Anisotropic Gauss Reconstruction for Unoriented Point Clouds
Yueji Ma, Dong Xiao, Zuoqiang Shi, Bin Wang
TL;DR
This work extends the Gauss-based surface reconstruction for unoriented point clouds by introducing an anisotropic form of the fundamental solution through a convection term in the Laplace equation, enabling richer linear systems that better capture directional information. By discretizing an anisotropic Gauss formula and solving under- and over-determined systems with a memory-efficient blocking scheme, the method simultaneously obtains normals and reconstructs surfaces, with an adaptive velocity-vector strategy that improves handling of thin structures and small holes. Across diverse datasets, including noisy and real-world scans, the approach achieves state-of-the-art orientation and reconstruction performance, while reducing sensitivity to regularization and maintaining competitive efficiency. The work provides a practical, robust framework for unoriented surface reconstruction with explicit guidance on velocity selection, iso-surface extraction, and computational considerations, and it highlights avenues for further efficiency and local-geometry adaptation.
Abstract
Unoriented surface reconstructions based on the Gauss formula have attracted much attention due to their elegant mathematical formulation and excellent performance. However, the isotropic characteristics of the formulation limit their capacity to leverage the anisotropic information within the point cloud. In this work, we propose a novel anisotropic formulation by introducing a convection term in the original Laplace operator.
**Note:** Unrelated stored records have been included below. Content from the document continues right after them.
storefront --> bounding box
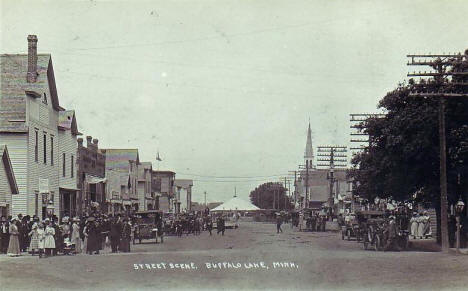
[59,187,78,219]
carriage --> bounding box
[134,210,163,243]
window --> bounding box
[62,153,67,177]
[34,191,39,215]
[50,136,54,166]
[34,129,39,162]
[44,132,47,164]
[70,155,73,178]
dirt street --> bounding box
[0,222,468,290]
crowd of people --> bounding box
[410,211,432,239]
[0,214,139,258]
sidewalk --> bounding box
[409,238,441,252]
By choosing different velocity vectors, the anisotropic feature can be exploited to construct more effective linear equations. Moreover, an adaptive selection strategy is introduced for the velocity vector to further enhance the orientation and reconstruction performance of thin structures. Extensive experiments demonstrate that our method achieves state-of-the-art performance and manages various challenging situations, especially for models with thin structures or small holes. The source code will be released on GitHub.